The National Institute for Computational Sciences

Data Transfer

  Data Transfer

Introduction


The ACF provides several ways for transferring files to/from the NFS home directories, NFS project directories, Lustre project directories, and Lustre scratch directories. DTNs (Data Transfer Nodes) furnish this capability. At the time of this writing, there are four DTNs available to ACF users. The table below shows these nodes.

Data Transfer NodeIP AddressAuthentication SupportedFile Transfer Protocols SupportedFile System Access
datamover1.nics.utk.edu192.249.6.163NetID+Duo,
InCommon Credential
SCP, SFTP, GlobusHome,
/lustre/haven
datamover2.nics.utk.edu192.249.6.164NetID+Duo,
InCommon Credential
SCP, SFTP, GlobusHome,
/lustre/haven
datamover3.nics.utk.edu192.249.6.165NetID+Duo,
InCommon Credential
SCP, SFTP, GlobusHome,
/lustre/haven
datamover4.nics.utk.edu192.249.6.166NetID+Duo,
InCommon Credential
SCP, SFTP, GlobusHome,
/lustre/haven

The listed DTNs are setup for NetID authentication, Duo TFA, and authentication through an InCommon Credential so users can login to this node and perform data transfer functions. To connect to these DTNs, use ssh in a terminal. More information on ssh usage can be found in the Access and Login document. Replace the hostname of the login node with the hostname of the DTN to which you wish to connect, then authenticate with your UT NetID, password, and Duo TFA.

SCP and SFTP


SCP and SFTP are both ssh utilities available for transferring files on the ACF. However, they perform slower than Globus. At the time of this writing, Globus offers the fastest data transfers on the ACF. Still, SCP and SFTP are useful for quick, small transfers. For larger file transfers, please use Globus.
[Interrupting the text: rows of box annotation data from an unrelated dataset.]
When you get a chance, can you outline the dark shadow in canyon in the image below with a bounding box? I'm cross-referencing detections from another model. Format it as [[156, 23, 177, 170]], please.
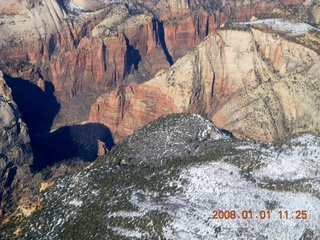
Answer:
[[4, 75, 60, 138], [4, 75, 114, 171], [33, 123, 114, 171]]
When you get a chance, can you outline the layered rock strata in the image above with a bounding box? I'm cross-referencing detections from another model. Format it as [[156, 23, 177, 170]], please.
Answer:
[[0, 71, 37, 214], [0, 0, 316, 127], [90, 28, 320, 141]]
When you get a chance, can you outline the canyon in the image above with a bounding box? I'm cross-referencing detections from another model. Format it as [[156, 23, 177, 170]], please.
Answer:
[[89, 27, 320, 142], [0, 0, 318, 133], [0, 0, 320, 227]]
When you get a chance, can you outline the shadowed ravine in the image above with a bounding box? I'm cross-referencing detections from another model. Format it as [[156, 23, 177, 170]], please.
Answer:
[[5, 75, 114, 171]]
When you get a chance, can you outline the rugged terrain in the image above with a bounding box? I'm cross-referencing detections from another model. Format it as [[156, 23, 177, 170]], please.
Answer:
[[0, 71, 40, 218], [0, 0, 319, 132], [1, 114, 320, 239], [89, 20, 320, 141], [0, 0, 320, 239]]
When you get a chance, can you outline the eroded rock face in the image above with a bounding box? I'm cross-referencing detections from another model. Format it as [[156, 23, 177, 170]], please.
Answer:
[[0, 0, 316, 131], [0, 71, 38, 214], [90, 29, 320, 141]]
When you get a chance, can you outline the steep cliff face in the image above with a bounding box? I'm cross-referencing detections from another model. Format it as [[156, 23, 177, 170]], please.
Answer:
[[0, 0, 316, 130], [90, 26, 320, 141], [0, 71, 38, 217]]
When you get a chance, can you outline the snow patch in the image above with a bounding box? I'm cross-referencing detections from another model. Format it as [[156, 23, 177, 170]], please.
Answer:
[[236, 18, 320, 36], [69, 199, 83, 207]]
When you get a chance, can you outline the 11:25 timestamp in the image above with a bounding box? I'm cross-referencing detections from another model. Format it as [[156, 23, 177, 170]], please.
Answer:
[[212, 210, 308, 220]]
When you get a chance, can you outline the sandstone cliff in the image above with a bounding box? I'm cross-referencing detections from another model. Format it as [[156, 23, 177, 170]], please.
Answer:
[[0, 71, 38, 218], [0, 0, 317, 131], [90, 26, 320, 141]]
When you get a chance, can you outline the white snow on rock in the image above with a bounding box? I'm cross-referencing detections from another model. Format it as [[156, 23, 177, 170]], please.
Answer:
[[236, 19, 319, 36], [253, 134, 320, 183], [131, 158, 320, 240], [69, 199, 83, 207]]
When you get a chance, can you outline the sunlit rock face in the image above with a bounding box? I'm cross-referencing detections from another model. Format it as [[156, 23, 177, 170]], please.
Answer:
[[90, 25, 320, 141], [0, 0, 317, 127], [0, 71, 38, 217]]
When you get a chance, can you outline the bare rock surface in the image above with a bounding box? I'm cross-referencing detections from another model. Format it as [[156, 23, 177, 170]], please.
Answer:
[[0, 71, 38, 217], [89, 28, 320, 141]]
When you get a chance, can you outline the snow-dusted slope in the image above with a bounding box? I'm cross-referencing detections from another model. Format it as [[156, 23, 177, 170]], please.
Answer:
[[234, 19, 319, 36], [0, 114, 320, 240]]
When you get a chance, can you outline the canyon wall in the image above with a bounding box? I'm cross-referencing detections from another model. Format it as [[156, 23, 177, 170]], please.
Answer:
[[0, 0, 310, 132], [90, 29, 320, 142], [0, 71, 39, 218]]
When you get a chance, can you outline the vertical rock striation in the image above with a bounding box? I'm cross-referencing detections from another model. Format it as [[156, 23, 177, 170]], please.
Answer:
[[0, 71, 38, 217]]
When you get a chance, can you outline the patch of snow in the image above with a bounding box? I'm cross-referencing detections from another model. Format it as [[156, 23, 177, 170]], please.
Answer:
[[110, 227, 142, 239], [131, 159, 320, 240], [69, 199, 83, 207], [236, 18, 320, 36], [253, 134, 320, 183]]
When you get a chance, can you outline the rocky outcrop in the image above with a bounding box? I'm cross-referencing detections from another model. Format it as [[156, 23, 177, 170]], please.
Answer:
[[0, 71, 38, 217], [90, 29, 320, 141], [0, 0, 314, 131]]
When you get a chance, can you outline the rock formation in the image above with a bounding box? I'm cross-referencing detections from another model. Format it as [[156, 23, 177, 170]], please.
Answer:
[[0, 0, 317, 131], [90, 28, 320, 141], [0, 71, 38, 217]]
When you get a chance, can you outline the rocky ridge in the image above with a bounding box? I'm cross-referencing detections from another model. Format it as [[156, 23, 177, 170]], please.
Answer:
[[89, 23, 320, 141], [0, 71, 38, 218], [0, 114, 320, 240], [0, 0, 316, 127]]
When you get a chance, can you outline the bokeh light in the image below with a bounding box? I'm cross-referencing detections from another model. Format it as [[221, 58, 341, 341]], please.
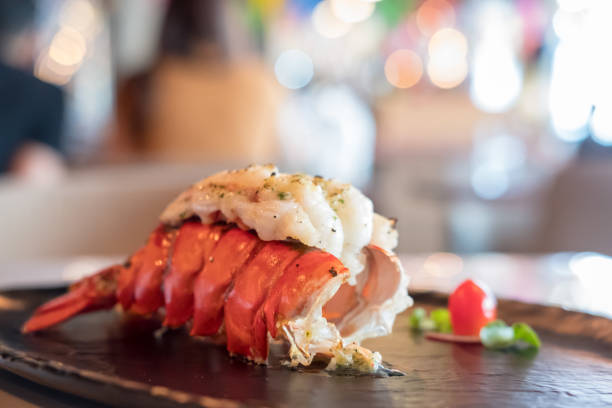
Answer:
[[427, 28, 468, 89], [471, 164, 510, 200], [548, 42, 592, 142], [416, 0, 455, 35], [423, 252, 463, 278], [385, 49, 423, 88], [49, 27, 87, 66], [470, 42, 523, 113], [59, 0, 100, 37], [274, 49, 314, 89], [312, 1, 351, 38], [328, 0, 376, 23], [591, 102, 612, 146]]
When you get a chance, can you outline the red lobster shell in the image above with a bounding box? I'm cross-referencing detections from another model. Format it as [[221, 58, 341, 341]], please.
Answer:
[[22, 221, 405, 363]]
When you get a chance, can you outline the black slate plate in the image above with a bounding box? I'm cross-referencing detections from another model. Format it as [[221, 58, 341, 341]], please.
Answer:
[[0, 290, 612, 407]]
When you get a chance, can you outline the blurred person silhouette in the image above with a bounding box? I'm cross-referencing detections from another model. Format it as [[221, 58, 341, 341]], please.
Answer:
[[111, 0, 282, 163], [0, 0, 64, 181]]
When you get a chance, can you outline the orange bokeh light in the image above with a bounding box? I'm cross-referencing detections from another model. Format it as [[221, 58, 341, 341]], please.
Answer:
[[385, 49, 423, 88], [416, 0, 455, 35]]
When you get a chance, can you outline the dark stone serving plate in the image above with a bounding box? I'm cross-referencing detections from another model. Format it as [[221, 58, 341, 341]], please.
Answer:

SCP and SFTP are available to Linux and MacOS systems by default. Windows 10 users with the most recent updates can use these utilities within Command Prompt or PowerShell. Windows 7 and 8 users must use a third-party utility to use SCP and SFTP. For more information on ssh in Windows, see the Access and Login document. For Windows 7 and 8 users, the third-party utilities FileZilla and WinSCP are reviewed later in this document.

The general syntax of SCP is given below. In general, SCP is useful when transferring a file on your system to the ACF. The <source> argument is the pathname of the file on your system that you wish to copy. The <destination> (in this case, datamover1) argument is the hostname of the datamover you wish to use. Additionally, the <directory> argument specifies the absolute pathname within the destination to place the file.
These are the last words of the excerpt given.